Well All I have to say is unbelievable service from Warthog targets, Shawn just left my place after dropping off my replacement target. No Charge hand delivered. And he left me with both of the first targets. The new target is 36"x36" as before but updated from 18" deep to 24" deep. Service is second to none. Thanks Shawn for coming through with your promise to make things right. You have gone way above and beyond. I deal with many companies as I run my own automotive repair shop and I will say that Warthogs service is unmatched. I never once demanded or even asked for a replacement target it was Shawn that initiated the process and when he said he would rectify the issue he came through. Thanks


----------



## Justin82 (Mar 12, 2009)

What was the shipping cost on the warthog Paul?


----------



## ont.deerhunter (Mar 26, 2004)

Not sure what the shipping was on the original one that I purchased??


----------



## bradd7 (Oct 17, 2008)

Got the smallest one. Shot it out in a week, both sides, approx 150 arrows a day. Don't want to bother getting new fronts as they are too expensive.

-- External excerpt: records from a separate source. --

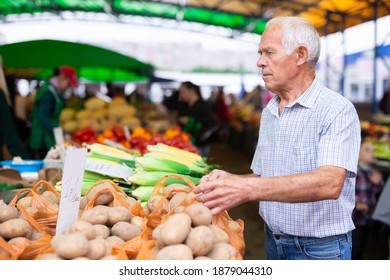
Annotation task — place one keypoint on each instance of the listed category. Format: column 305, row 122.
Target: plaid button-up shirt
column 320, row 128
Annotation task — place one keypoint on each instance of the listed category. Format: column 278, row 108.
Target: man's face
column 278, row 68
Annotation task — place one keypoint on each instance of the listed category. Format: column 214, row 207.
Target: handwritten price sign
column 72, row 178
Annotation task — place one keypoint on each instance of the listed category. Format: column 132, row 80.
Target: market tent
column 328, row 16
column 38, row 58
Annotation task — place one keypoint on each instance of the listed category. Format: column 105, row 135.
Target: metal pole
column 342, row 82
column 327, row 50
column 374, row 101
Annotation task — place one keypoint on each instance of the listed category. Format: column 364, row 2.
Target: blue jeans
column 288, row 247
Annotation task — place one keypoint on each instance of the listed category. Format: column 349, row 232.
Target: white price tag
column 58, row 136
column 72, row 178
column 127, row 132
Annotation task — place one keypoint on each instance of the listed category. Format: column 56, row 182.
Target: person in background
column 9, row 137
column 198, row 119
column 174, row 105
column 48, row 103
column 305, row 163
column 254, row 98
column 369, row 184
column 384, row 103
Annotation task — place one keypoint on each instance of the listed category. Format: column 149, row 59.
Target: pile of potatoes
column 105, row 197
column 14, row 227
column 188, row 233
column 94, row 234
column 98, row 228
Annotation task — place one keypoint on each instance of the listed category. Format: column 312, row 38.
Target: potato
column 114, row 240
column 178, row 199
column 235, row 226
column 176, row 229
column 200, row 214
column 200, row 240
column 15, row 228
column 109, row 258
column 102, row 231
column 25, row 201
column 153, row 201
column 222, row 251
column 103, row 198
column 49, row 257
column 72, row 246
column 118, row 214
column 190, row 197
column 55, row 241
column 8, row 212
column 219, row 234
column 125, row 230
column 179, row 209
column 137, row 221
column 17, row 240
column 175, row 252
column 83, row 227
column 146, row 210
column 122, row 195
column 202, row 258
column 83, row 202
column 51, row 197
column 28, row 210
column 97, row 249
column 130, row 201
column 36, row 235
column 175, row 186
column 156, row 235
column 96, row 215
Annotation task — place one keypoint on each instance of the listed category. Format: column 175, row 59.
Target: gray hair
column 296, row 32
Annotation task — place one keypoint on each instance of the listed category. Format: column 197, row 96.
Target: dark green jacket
column 8, row 133
column 45, row 116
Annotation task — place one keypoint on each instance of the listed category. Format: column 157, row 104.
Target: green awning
column 38, row 58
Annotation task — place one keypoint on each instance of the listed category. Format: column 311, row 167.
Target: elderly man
column 304, row 167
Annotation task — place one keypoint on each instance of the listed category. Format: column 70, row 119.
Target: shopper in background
column 48, row 103
column 384, row 103
column 9, row 137
column 198, row 119
column 369, row 183
column 305, row 164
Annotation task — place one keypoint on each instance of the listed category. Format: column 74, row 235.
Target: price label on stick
column 72, row 178
column 58, row 136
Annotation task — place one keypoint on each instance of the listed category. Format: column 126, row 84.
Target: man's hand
column 215, row 174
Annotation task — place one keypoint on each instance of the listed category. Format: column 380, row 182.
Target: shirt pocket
column 304, row 158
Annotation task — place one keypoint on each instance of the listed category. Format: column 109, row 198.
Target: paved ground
column 237, row 162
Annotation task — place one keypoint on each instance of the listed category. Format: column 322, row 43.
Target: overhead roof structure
column 328, row 16
column 38, row 58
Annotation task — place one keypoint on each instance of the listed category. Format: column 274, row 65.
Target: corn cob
column 161, row 147
column 101, row 149
column 150, row 178
column 151, row 163
column 142, row 193
column 105, row 152
column 191, row 163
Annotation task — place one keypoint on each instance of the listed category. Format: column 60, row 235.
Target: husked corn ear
column 104, row 150
column 150, row 178
column 142, row 193
column 150, row 163
column 160, row 155
column 161, row 147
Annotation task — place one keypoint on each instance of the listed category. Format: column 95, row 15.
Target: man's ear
column 302, row 54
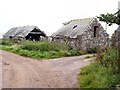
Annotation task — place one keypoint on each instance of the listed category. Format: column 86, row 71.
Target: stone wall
column 87, row 40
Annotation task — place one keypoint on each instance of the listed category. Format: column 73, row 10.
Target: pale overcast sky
column 49, row 15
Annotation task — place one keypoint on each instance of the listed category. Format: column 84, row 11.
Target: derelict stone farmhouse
column 25, row 32
column 82, row 34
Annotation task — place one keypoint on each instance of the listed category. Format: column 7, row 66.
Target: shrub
column 109, row 58
column 44, row 46
column 97, row 76
column 6, row 42
column 92, row 50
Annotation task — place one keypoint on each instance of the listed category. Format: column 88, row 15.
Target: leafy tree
column 110, row 18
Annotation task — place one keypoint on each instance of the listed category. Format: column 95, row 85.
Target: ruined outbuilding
column 25, row 32
column 83, row 34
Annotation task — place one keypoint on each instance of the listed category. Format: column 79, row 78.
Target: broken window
column 95, row 30
column 74, row 26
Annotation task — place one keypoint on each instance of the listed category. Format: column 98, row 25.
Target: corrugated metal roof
column 21, row 31
column 74, row 28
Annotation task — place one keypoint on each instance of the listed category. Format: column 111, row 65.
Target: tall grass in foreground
column 41, row 49
column 103, row 73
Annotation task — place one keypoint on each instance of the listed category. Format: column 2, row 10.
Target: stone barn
column 25, row 32
column 83, row 34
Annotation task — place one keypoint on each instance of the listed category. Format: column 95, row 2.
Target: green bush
column 44, row 46
column 6, row 42
column 109, row 58
column 92, row 50
column 41, row 49
column 103, row 73
column 97, row 76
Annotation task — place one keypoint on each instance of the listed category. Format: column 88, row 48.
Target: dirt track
column 22, row 72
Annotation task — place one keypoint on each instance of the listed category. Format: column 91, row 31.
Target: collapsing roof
column 28, row 32
column 74, row 27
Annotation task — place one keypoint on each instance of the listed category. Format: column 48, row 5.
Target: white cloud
column 49, row 15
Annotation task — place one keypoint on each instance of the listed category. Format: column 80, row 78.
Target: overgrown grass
column 102, row 73
column 40, row 50
column 97, row 76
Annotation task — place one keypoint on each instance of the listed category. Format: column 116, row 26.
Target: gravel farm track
column 23, row 72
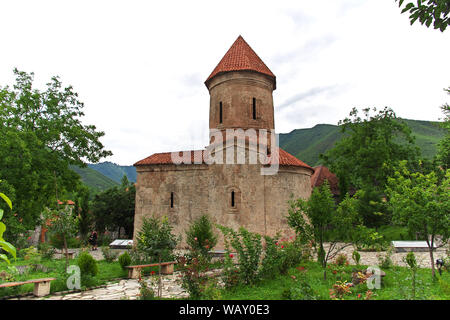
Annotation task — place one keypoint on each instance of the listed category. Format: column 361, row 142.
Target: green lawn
column 56, row 269
column 395, row 285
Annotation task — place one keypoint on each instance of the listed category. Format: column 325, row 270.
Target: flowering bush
column 339, row 290
column 194, row 280
column 248, row 247
column 200, row 236
column 341, row 260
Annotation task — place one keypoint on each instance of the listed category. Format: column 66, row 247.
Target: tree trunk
column 159, row 277
column 66, row 251
column 430, row 249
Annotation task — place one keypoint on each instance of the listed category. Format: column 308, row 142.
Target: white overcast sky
column 140, row 66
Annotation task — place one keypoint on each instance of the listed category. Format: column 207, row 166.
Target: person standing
column 93, row 240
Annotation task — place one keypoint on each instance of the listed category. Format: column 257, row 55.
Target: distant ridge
column 93, row 179
column 307, row 144
column 114, row 171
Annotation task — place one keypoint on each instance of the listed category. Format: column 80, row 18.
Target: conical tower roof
column 241, row 57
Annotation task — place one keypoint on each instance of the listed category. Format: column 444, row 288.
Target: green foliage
column 341, row 260
column 318, row 219
column 94, row 180
column 124, row 260
column 308, row 144
column 384, row 260
column 114, row 208
column 356, row 256
column 194, row 280
column 145, row 292
column 422, row 203
column 88, row 265
column 428, row 12
column 411, row 260
column 114, row 171
column 302, row 290
column 63, row 222
column 443, row 156
column 248, row 248
column 155, row 239
column 364, row 157
column 41, row 135
column 200, row 236
column 109, row 254
column 82, row 211
column 4, row 245
column 46, row 250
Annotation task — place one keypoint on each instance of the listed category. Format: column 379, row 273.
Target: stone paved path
column 123, row 290
column 371, row 259
column 129, row 288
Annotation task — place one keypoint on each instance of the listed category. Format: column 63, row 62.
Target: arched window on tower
column 233, row 204
column 233, row 199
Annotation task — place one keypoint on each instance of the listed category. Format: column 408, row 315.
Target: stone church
column 224, row 181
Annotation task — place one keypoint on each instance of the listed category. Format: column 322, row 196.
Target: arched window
column 233, row 204
column 233, row 199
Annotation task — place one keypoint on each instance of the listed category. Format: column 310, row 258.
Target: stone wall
column 261, row 201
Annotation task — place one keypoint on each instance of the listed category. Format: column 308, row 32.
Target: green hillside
column 114, row 171
column 307, row 144
column 93, row 179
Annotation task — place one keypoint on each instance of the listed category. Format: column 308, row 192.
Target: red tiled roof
column 285, row 159
column 320, row 174
column 69, row 202
column 240, row 57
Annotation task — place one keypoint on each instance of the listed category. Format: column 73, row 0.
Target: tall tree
column 443, row 156
column 41, row 134
column 421, row 203
column 428, row 11
column 319, row 220
column 114, row 208
column 364, row 157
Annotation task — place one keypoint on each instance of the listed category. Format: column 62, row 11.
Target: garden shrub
column 124, row 260
column 341, row 260
column 46, row 250
column 248, row 247
column 58, row 242
column 291, row 254
column 270, row 265
column 356, row 256
column 384, row 260
column 108, row 254
column 155, row 241
column 302, row 291
column 193, row 267
column 201, row 237
column 87, row 264
column 145, row 292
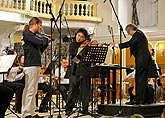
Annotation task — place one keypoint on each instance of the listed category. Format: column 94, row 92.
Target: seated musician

Just a wood frame filled with plastic (can use bubble wrap or bags for free. never use one again as I prefer the foam ones for longer lasting and diy feed bags stuffed with plastic bags for cost.


----------



## JDoupe (Dec 9, 2006)

150x7=1050.

1050 shots and its shot out? 

Unless you are shooting broadheads, shooting the exact same spot on the same dot every time, or shooting a crossbow at 10 yards at the same dot......I don't think there are many commercially available targets that are shot out that quickly.

Something does not sound right to me.

How about a pic of your target?

I'm not a bulldog fanboy....I'm saying any target shot with field points, that you spread your shots around at different dots from a reasonable distance.....should get more than 1050 shots.


----------